Ok, I think I've fixed it (at least I'm not seeing hot pixels any more, after making the change that I thought would stop them!) Give 2.0.9 a try and see if it resolves the issue (I'm having a little bit of an issue syncing Docker images at the moment, so update your source). Available as source or in an updated Docker container. Also, I changed my pixel size comparison procedure to allow for rounding errors and slop in header fields. If you're up to it, try generating a mask with nilearn again and see if rapidtide takes it unmodified.
Looks like that fixed it for me as well. Thanks! Will let you know on the masking
Following up on the masking--looks like rapidtide accepts nilearn generated masks without updated header information now, so that's good.
Cool - thanks for the update!
I noticed that when I ran rapidtide v 2.0.5 for a gas challenge experiment a few people had isolated voxels where the maxcorr and maxcorrsq map was equal to 1. I don't remember seeing this in rapidtide version 1.9.3. The difference might be the despeckling steps, but it seems like the gaussout_info is messed up for these voxels so I'm not sure. Below is one of the voxels where maxcorr/maxcorrsq is 1.

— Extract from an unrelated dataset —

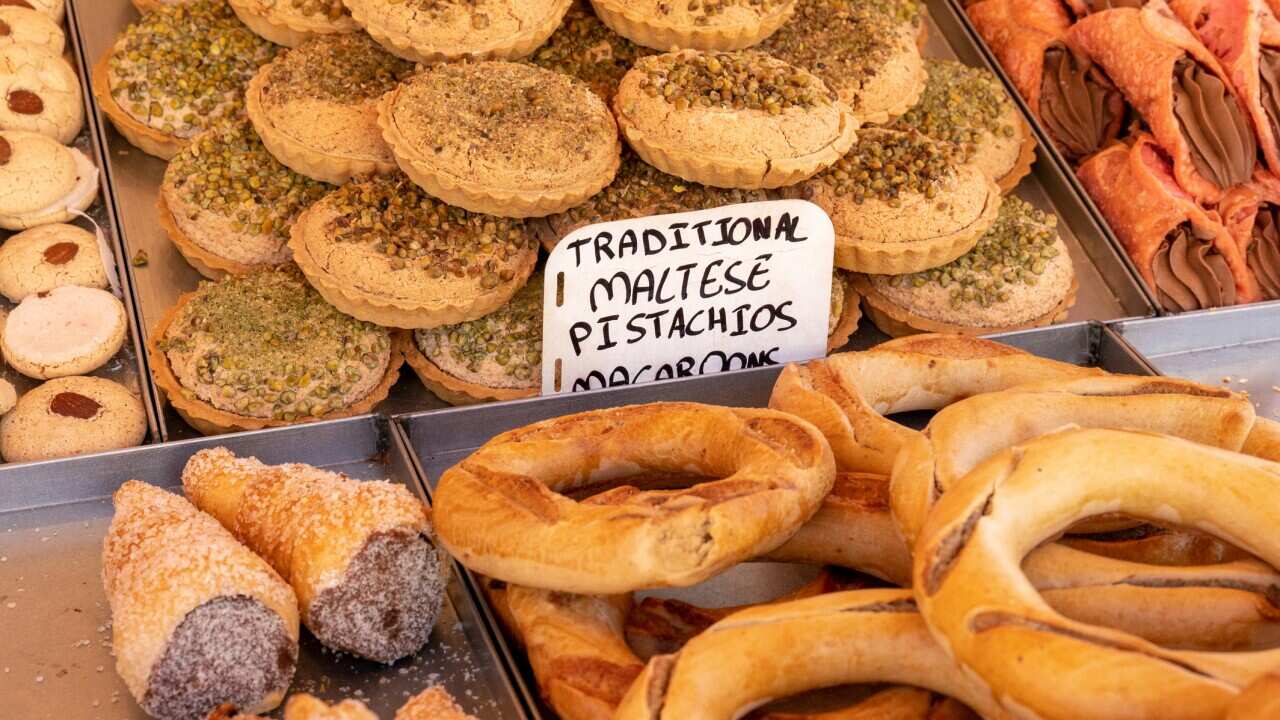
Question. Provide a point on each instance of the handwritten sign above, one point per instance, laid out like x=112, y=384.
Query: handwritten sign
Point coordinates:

A neighboring voxel looks normal:
And another maxcorr=1 voxel looks like this:
Selected options include: --lagmin=-10.0 --lagmax=30.0 --pickleft --noglm --numnull 0 --regressor=/scratch/probeRegressor/blockTimes225.txt --similaritymetric=correlation --searchrange -30 100 --nofitfilt --nprocs=1 --convergencethresh=0.0005 --oversampfac -1 --spatialfilt 3 --filterfreqs 0.005 0.05
It seems to happen more on people who have pathology so it could be that these people give rapidtide some trouble. Their regressor took a few more passes than usual to refine.